Having invested more than 10 million euros, the investment fund "Merito Sustainable Energy Fund I" (Merito) plans to deploy 24,000 solar panels in Kalkūne. Annually, the solar power plant will produce 13,500 megawatt-hours of electricity, which will be enough to fully supply at least 6,500 households in the Daugavpils area.
"We are located in Kalkūne parish, we will start work here, we will build a solar panel park. Here will be the southern field, across the road on the other side will be the northern field, it will be bigger. In total, we will produce nearly 14,000 megawatt hours of electricity here and place 24,000 solar panels. It will be the largest park in Latvia," said Jānis Bērziņš, the construction manager of the solar power plant Kalkūnes SES.
The solar panels will covering 16 hectares – equivalent to approximately eight football fields. At the moment, after heavy rains, the meadows are soggy, covered with huge water puddles and mud, but by the end of the year, the production of green energy will start here.
"We will try to finish it by the end of the year. Work has already begun on the assembly of the panel structure to prepare for the laying of the panels," Bērziņš said.
Merito, which is the owner of Kalkūnes SES, will have eight such solar panel parks in Latvia, said Māris Plūme, board member of the fund's cooperation partner, the company "Saules Energy" (Solar Energy).

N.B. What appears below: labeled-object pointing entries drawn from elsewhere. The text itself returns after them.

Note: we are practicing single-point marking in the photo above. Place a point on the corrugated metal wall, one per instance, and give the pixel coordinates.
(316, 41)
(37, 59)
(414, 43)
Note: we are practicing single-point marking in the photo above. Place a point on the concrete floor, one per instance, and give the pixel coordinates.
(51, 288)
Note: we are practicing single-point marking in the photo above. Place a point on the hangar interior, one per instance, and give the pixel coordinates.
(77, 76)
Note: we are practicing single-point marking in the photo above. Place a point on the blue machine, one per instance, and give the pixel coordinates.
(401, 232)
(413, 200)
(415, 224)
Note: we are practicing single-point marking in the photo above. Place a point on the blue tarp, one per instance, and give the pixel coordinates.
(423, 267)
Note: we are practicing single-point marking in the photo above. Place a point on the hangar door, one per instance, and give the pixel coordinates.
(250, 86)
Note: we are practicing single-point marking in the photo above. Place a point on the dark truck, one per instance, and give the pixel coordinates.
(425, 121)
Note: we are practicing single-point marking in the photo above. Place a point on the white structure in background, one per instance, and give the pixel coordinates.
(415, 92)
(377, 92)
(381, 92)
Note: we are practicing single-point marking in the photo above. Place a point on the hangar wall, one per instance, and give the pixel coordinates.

"Together with the domestic investment fund "Merito" this year we have opened similar stations in Zilupe, Brenguli and Inčukalns, soon there will also be one in Carnikava, and this will be followed by the construction of the project in Kalkūne parish. There are eight such projects in total. It is our contribution to the promotion of Latvia's energy independence and, of course, also as an investment project," Plūme said.
The area will be cleaned up and improved, Bērziņš promised local residents, adding that it will eventually mean they should have a ready supply of locally-produced energy.
Kalkūne parish has only around 2,000 inhabitants, but borders the city of Daugavpils, a large energy consumer.
"This is one of the most important criteria - we choose to build solar power plants as close as possible to consumption. The electricity produced by one of the Daugava hydroelectric plants must travel through long cables to reach Daugavpils or the Upper Daugava region. But this power plant will be very close, and practically everything produced at the station will automatically reach Daugavpils consumers and companies immediately," Plūme said.
Residents of the neighborhood can't immediately be promised cheaper electricity bills, as the national grid is involved, but a greater supply of environmentally-friendly energy should ultimately benefit all consumers.